The extras include the aforementioned Road Runner short as well as a digital and DVD copy. There is also a memory game aimed at the younger crowd and a “mash-up” that runs about four minutes and combines footage from Yogi cartoons with scenes from this movie and EPK interviews from his current adventure. The rest of bonus features, which are actually nominally interesting, are all crammed into a single interactive section called “Spending a Day at Jellystone Park” where you can visit (by clicking on them) different areas in the park and then watch a couple of featurettes in each area. The featurettes are all pretty standard behind the scenes items, but still manage to maintain one’s interest level… when the viewer isn’t sick of having to search them out. Placing these featurettes within this single section of the Blu-ray proves exceptionally annoying as the load times to get from one part of the park to the next are overly long when all that you’re treated to in each section are a few brief looks at the making of the movie. And, why exactly the Yogi mash-up and memory challenge weren’t included is exceptionally puzzling as they seem a perfect fit.
I don’t mind saying it again – I do not believe that Hollywood has run out of ideas, I think that once they have a property they believe will be successful they milk it before trying to come up with any new plans. I also think that there’s nothing at all wrong with that basic concept, I just wish that more effort were put into some of these endeavors.
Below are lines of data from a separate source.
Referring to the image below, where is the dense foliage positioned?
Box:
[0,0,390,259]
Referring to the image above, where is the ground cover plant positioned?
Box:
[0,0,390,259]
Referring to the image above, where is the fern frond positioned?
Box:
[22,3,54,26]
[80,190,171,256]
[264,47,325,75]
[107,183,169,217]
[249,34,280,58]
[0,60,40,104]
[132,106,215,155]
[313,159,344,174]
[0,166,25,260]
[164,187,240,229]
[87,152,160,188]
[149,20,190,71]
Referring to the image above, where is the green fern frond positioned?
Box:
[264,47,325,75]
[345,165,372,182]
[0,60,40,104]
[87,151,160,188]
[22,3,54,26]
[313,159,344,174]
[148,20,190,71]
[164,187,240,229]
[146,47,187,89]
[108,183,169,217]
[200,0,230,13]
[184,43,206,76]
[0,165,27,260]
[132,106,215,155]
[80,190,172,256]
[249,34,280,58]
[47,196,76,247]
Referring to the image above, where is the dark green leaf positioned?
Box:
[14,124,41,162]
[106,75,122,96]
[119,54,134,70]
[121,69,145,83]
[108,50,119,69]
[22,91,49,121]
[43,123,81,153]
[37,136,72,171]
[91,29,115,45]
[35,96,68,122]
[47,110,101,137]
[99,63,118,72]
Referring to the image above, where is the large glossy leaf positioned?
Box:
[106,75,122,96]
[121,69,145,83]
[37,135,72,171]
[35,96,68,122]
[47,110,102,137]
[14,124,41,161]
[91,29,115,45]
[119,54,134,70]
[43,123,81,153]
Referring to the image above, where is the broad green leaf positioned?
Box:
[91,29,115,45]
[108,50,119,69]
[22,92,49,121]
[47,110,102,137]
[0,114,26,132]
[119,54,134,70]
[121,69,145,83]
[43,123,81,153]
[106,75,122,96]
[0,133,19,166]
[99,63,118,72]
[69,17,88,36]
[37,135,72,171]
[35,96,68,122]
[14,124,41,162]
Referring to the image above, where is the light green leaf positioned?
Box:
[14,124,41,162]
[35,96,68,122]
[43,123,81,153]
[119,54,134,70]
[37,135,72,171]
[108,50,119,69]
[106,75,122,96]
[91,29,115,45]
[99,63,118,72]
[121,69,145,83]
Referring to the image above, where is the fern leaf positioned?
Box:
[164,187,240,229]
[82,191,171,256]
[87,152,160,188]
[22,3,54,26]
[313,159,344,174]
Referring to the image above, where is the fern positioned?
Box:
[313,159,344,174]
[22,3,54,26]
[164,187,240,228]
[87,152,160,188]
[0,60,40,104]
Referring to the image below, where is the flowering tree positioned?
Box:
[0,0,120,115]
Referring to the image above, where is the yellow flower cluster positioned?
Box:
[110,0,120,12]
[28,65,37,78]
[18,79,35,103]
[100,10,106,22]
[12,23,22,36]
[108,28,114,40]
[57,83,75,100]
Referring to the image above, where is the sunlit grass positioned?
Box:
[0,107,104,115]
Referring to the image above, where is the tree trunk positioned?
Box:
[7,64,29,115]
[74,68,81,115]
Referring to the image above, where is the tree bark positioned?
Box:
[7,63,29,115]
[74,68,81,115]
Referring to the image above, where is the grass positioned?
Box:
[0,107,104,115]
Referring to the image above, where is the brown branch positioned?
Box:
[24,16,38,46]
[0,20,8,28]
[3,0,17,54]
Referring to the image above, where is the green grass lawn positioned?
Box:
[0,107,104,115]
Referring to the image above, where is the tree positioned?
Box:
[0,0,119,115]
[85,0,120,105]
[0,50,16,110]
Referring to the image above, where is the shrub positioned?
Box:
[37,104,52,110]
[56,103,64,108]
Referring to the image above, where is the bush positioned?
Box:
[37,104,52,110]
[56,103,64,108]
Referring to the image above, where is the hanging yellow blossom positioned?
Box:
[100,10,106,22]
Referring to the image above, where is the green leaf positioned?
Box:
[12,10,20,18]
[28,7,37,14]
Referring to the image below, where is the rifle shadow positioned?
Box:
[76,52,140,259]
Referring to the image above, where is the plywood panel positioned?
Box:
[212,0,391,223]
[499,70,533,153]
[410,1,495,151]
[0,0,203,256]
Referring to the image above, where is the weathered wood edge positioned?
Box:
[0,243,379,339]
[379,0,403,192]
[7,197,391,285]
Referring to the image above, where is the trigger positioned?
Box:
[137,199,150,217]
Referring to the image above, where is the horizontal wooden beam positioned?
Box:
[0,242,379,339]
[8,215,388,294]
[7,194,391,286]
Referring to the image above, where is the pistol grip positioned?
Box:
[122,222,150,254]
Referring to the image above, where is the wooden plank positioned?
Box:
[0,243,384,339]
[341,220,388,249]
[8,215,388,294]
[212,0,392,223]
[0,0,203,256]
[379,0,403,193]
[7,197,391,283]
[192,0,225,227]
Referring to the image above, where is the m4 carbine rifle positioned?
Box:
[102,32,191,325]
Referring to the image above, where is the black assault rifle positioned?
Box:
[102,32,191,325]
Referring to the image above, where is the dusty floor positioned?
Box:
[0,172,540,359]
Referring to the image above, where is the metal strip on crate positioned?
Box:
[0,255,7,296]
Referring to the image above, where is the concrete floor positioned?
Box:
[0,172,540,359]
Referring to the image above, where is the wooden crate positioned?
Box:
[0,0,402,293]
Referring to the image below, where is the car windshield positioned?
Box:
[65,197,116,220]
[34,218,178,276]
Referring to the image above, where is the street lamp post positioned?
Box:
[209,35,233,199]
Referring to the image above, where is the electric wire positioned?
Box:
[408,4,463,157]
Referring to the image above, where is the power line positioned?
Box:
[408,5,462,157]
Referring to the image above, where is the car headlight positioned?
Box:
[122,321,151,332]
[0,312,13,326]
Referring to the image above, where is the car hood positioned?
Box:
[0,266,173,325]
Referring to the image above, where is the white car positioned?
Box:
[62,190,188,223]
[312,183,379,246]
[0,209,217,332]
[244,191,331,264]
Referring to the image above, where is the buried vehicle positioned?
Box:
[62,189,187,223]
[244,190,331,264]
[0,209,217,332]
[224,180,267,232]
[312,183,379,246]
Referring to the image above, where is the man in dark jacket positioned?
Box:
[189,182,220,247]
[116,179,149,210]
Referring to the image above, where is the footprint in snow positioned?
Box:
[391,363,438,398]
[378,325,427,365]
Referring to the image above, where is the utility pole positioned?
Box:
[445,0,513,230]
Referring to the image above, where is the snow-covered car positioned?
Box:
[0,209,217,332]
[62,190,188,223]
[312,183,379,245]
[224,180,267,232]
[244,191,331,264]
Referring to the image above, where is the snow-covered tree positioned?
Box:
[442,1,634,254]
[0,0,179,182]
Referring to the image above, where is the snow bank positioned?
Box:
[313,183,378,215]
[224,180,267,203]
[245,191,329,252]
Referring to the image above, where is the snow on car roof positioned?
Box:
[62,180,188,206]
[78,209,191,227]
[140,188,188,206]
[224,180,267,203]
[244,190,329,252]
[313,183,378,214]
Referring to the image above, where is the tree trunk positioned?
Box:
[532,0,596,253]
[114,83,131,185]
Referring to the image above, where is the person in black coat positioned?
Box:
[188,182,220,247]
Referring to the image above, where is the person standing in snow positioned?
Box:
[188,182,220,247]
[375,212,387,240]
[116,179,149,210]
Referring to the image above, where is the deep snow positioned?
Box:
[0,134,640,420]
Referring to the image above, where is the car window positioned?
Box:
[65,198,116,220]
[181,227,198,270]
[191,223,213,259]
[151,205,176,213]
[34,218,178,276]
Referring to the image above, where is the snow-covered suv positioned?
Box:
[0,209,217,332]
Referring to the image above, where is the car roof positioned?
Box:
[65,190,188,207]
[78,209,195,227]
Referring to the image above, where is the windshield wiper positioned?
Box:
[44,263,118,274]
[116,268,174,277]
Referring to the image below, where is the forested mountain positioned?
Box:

For all the clearly expensive and great-looking CGI work done on Yogi Bear, it still has the feel of an exceptionally slapdash effort made with little consideration of what might actually make for an enjoyable experience. I believe that there are certainly good ways to adapt Yogi for the big screen, ways that would make for a really likable film. None of those ways were (successfully) employed here.